Courses with a “CBL” designation must meet the following five criteria:

  1. Academically Relevant Community Engagement Project: The community engagement project enriches the principles and theories derived from the academic discipline; thus, the community experience is not an add-on or an afterthought but is fully integrated into the course design and stimulates course-relevant learning (i.e. tutoring, public speaking, health education, field research, report writing, economic impact analysis). While the community-based learning project is mandatory for all students, it should also be flexible enough in content to respect a student’s religious, political, and/or moral commitments.
  2. Revised Learning Objectives and Course Requirements:
    • The syllabus lists a range of learning objectives for the course and is revised to incorporate community-based learning or “civic engagement” into at least one of those objectives.
    • Course requirements include one or more community-based learning projects that involve a minimum of ten hours of direct engagement with the community during the semester.
  3. Assessment of Student Learning: Students are assessed on the basis of the learning demonstrated in reflection assignments, not for the community engagement alone. The project and related assignments account for at least 20% of the final course grade. The faculty member, the community partner, and/or the student may contribute to the assessment of student learning.

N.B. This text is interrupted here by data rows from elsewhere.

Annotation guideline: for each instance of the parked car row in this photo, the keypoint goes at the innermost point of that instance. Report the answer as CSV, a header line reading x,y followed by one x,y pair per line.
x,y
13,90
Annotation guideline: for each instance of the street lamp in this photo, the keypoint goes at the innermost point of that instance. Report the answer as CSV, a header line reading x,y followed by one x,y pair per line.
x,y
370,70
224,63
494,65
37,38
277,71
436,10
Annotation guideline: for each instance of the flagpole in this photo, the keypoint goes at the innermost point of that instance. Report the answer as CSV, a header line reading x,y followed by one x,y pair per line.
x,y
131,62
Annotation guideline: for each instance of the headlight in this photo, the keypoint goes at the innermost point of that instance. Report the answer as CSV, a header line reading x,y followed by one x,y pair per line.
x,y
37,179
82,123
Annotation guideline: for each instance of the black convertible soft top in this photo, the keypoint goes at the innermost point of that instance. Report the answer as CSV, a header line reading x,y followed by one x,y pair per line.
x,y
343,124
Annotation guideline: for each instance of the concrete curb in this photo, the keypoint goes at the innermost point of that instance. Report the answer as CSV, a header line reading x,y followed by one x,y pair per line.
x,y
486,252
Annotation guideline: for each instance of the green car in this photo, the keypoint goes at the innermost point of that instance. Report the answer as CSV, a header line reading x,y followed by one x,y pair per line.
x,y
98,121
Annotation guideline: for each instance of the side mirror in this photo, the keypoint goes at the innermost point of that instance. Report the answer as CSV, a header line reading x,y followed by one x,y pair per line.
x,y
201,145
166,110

  4. Graded, Structured Reflection: In order to insure that civic engagement in the community becomes an educationally sound instrument of learning, class activities and assignments encourage the blending of experiential and academic learning. Course requirements should include some form of regular, graded structured reflection (journals, final essay, response papers) that links citizenship learning (that is, analysis of social systems, community revitalization, civic participation, and power) with the discipline-specific learning that has occurred during the course of the project. Either the syllabus, supporting assignment sheets, or this portion of the application should clarify the content and frequency of such reflection assignments.

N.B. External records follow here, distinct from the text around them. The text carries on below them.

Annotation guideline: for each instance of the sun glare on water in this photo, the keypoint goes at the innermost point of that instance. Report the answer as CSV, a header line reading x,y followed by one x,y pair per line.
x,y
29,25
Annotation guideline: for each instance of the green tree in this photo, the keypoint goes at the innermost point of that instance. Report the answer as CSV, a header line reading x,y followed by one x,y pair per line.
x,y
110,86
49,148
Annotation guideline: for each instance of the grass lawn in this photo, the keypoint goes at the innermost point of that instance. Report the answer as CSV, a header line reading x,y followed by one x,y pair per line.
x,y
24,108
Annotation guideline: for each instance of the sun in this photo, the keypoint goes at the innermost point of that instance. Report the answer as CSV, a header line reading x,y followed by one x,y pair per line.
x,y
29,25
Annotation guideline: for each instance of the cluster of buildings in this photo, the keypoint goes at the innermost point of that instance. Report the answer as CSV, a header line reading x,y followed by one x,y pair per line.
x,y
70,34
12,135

  5. Curriculum Developed through Authentic Partnership: Faculty members regard the community not as a passive site for student learning but as co-educator and co-learner. Thus, faculty develop the community component of the syllabus collaboratively with community partners before the semester begins (as opposed to assigning students to seek out their own community assignments after the semester begins). The needs, culture, and context of the community are identified by the community partner, not by the faculty member, and are balanced with the student’s need to meet the learning objectives of the academic discipline. Because students are engaged in community-based learning that meets real community-based needs—as distinct from observation, apprenticeship, or internship—the curriculum provides the opportunity to develop the citizenship education of students even though the focus may also be on career preparation.

Submit the following materials to the Community-Based Learning Program (Old Main 109):

  1. Course Designation Cover Sheet
  2. A working draft of course materials, including:
    • A proposed syllabus
    • An assignment sheet that describes the community engagement project(s) in greater detail
    • An assignment sheet that describes a critical/reflective journal assignment (see criterion #4 above)
  3. A document explaining how the course will satisfy each of the five criteria for the course designation. (Please organize this document according to the numbered criteria listed above.)
  4. A list of possible community partners with whom initial contact has been made. (Please include contact names.)